The API in Front of the AI: Part 2

Filed under: Cloud Engineering · AI Infrastructure · Local Lab

Where Part 1 left off

In Part 1 we got Bifrost running locally, wired up Ollama with qwen3.5, and confirmed the stack end to end. Requests through the gateway, streaming, tool calling.

This post adds MCP, the Model Context Protocol. Part 1 gave the model a reliable connection. This part gives it tools. By the end you’ll have a local MCP server exposing real capabilities (system info, allowlisted shell commands, math) connected through Bifrost so qwen3.5 can run them. Still no cloud.

What MCP is

Model Context Protocol is an open standard, released by Anthropic in late 2024 and now under the Linux Foundation, that defines how models discover and call external tools and data sources.

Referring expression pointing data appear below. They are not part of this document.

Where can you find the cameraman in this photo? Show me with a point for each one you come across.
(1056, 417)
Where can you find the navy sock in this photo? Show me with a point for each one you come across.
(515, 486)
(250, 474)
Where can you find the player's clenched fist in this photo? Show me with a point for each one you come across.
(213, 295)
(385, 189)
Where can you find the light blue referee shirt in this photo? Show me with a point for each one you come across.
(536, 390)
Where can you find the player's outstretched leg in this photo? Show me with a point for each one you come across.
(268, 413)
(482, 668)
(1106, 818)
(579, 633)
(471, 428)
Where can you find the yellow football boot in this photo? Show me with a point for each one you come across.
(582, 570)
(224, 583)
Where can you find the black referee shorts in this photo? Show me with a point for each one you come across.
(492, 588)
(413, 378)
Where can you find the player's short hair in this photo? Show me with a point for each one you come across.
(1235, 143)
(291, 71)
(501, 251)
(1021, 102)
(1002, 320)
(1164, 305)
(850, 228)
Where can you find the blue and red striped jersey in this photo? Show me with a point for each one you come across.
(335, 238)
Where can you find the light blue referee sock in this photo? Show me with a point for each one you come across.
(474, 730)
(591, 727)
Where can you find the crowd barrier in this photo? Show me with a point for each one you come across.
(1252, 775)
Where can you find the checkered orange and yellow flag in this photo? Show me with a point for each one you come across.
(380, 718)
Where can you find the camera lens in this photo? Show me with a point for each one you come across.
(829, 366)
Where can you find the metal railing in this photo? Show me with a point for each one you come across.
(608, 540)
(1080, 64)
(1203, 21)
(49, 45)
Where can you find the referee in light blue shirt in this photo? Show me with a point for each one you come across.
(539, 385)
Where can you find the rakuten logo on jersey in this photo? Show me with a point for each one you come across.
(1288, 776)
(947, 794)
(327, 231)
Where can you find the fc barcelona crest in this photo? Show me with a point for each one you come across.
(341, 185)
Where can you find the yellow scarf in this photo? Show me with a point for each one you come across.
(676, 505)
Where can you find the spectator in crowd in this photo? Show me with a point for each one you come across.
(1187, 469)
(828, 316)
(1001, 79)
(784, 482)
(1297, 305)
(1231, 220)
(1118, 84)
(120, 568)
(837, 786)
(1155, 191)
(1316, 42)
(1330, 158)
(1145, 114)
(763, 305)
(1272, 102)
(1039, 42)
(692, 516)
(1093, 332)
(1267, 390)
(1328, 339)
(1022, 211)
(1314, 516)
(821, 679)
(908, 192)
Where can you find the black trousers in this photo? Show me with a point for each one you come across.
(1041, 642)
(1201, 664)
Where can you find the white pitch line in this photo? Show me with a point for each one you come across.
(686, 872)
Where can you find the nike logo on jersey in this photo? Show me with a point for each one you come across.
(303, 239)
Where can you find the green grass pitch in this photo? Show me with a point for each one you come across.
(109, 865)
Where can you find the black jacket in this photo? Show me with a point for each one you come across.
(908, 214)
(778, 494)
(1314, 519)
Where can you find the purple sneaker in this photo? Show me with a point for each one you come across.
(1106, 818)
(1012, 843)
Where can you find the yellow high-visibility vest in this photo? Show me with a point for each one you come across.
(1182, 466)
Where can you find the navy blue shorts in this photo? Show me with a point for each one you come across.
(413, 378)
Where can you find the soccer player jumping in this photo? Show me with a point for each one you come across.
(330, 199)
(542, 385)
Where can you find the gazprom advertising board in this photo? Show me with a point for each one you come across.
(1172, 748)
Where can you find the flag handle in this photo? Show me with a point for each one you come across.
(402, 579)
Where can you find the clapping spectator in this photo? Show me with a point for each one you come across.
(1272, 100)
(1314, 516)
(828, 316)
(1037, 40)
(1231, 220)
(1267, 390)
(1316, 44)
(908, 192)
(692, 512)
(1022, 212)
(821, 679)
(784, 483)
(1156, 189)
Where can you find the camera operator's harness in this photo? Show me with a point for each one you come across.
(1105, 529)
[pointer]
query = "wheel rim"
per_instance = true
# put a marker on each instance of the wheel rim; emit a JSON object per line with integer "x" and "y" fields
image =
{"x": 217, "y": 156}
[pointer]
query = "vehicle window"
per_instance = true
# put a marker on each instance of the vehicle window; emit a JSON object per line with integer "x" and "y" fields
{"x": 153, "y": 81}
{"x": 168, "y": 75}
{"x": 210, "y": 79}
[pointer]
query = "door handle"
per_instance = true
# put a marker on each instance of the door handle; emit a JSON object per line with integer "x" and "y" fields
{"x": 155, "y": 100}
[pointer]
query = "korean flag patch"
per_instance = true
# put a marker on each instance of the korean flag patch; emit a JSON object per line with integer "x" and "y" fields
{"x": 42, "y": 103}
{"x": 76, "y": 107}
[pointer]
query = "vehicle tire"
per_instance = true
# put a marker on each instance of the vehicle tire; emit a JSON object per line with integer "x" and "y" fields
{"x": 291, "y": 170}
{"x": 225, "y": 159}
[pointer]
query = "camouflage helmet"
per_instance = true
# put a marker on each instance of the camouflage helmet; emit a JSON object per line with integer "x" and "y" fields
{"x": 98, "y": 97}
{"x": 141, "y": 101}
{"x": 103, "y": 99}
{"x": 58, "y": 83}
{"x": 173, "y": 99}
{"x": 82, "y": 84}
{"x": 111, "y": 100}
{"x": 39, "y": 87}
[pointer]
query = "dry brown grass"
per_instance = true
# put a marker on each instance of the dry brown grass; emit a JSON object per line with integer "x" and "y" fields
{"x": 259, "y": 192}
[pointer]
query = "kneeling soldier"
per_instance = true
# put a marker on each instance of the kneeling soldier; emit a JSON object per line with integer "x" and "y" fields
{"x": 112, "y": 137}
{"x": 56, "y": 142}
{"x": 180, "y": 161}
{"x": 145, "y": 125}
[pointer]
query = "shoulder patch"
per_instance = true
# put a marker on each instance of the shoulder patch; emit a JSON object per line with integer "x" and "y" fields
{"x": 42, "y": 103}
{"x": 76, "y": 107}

Before it, every framework had its own tool format. OpenAI function calling, LangChain’s tool abstraction, Anthropic’s tool use spec all solved the same problem differently. Supporting multiple clients meant writing multiple integrations.

MCP collapses that to one. Write a server once and any MCP-compatible client can use it: Claude Desktop, your own agent, Bifrost, anything.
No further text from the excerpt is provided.